The spot capacity (analogous to peak capacity in HPLC) can be increased by developing the plate with two different solvents, using two-dimensional chromatography. The procedure begins with development of a sample loaded plate with first solvent. After removing it, the plate is rotated 90° and developed with a second solvent.

== Applications ==
HPTLC finds extensive application in various fields, including pharmaceutical industries, clinical chemistry, forensic chemistry, biochemistry, cosmetology, food and drug analysis, environmental analysis, and more, owing to its numerous advantages. It distinguishes itself by being the only chromatographic method capable of presenting results as images and offers simplicity, cost-effectiveness, parallel analysis of samples, high sample capacity, rapid results, and the option for multiple detection methods.

Le Roux's research team assessed HPTLC for determining salbutamol serum levels in clinical trials and concluded that it is a suitable method for analyzing serum samples.

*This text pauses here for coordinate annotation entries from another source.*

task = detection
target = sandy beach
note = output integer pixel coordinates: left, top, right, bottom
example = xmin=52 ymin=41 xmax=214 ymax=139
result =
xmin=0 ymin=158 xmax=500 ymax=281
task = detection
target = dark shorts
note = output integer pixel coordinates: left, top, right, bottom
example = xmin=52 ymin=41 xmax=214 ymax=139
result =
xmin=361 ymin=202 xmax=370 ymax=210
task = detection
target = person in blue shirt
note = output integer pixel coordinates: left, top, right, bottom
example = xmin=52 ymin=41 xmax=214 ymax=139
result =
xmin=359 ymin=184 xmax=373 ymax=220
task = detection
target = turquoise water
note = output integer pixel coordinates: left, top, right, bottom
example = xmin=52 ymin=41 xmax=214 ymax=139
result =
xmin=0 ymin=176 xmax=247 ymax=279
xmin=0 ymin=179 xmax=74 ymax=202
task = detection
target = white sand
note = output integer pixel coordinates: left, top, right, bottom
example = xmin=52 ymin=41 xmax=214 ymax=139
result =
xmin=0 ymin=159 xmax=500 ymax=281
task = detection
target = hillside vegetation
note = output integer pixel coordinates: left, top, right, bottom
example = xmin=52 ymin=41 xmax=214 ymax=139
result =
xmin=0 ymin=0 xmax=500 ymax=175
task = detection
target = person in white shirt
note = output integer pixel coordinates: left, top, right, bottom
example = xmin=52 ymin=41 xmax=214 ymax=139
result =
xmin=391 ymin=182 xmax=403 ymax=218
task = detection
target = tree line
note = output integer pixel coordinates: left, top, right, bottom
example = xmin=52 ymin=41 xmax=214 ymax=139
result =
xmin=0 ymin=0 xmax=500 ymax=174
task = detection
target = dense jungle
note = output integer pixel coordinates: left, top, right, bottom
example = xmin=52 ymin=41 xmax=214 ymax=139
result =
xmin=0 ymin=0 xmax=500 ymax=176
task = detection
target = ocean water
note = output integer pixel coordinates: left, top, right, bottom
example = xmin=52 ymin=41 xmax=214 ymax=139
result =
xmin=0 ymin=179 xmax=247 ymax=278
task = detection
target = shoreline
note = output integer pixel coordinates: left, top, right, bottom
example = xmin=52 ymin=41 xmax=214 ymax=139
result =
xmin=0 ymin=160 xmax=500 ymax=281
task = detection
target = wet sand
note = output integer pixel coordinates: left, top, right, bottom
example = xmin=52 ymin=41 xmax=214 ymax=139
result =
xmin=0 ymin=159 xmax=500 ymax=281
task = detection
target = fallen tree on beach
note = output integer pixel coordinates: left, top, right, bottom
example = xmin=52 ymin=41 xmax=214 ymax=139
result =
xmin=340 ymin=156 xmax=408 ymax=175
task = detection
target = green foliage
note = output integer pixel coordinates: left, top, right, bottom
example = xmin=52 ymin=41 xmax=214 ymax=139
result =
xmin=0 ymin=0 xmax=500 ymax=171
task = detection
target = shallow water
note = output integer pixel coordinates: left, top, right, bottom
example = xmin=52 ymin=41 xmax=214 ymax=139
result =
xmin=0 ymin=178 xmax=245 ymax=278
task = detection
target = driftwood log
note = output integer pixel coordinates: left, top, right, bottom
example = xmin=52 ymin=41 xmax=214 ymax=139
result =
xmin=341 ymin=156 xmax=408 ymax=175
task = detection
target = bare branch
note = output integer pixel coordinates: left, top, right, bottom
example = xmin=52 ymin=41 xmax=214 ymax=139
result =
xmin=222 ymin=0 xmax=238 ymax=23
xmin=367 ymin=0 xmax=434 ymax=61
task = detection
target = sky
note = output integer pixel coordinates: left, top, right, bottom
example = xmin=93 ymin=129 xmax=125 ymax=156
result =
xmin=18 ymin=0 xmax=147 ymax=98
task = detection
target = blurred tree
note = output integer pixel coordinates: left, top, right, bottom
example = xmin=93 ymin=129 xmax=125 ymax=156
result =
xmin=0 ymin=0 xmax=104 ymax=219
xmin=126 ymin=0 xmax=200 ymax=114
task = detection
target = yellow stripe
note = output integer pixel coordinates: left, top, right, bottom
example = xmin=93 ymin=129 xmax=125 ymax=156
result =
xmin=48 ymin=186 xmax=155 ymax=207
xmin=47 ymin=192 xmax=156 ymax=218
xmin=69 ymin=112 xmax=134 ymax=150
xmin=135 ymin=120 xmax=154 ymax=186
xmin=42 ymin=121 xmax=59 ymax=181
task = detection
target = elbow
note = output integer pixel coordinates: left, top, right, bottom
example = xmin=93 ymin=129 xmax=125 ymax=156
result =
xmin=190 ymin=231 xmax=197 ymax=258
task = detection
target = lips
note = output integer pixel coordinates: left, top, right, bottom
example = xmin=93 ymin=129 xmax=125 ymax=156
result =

HPTLC has proven valuable in lichenology for analyzing and identifying lichen substances. Compared to standard TLC, the technique offers several advantages for screening lichen compounds: it allows twice as many samples to be run on one plate, requires significantly less solvent (4 mL per plate versus 250 mL), completes chromatographic separation in under 10 minutes per plate, and can detect substances at much lower concentrations. The method's increased sensitivity has enabled detection of previously unidentified lichen compounds and revealed greater chemical variation within lichen species. Since the early 1990s, HPTLC has been used as an improved alternative to standard TLC for routine screening of lichen substances, though proper plate drying is critical as the technique is more sensitive to atmospheric humidity than standard TLC.

HPTLC has also been used successfully in the separation of various lipid subclasses, with reproducible and promising results obtained for 20 different lipid subclasses. Numerous reports related to clinical medicine studies have been published in various journals. As a result, HPTLC is now strongly recommended for drug analysis in serum and other tissues.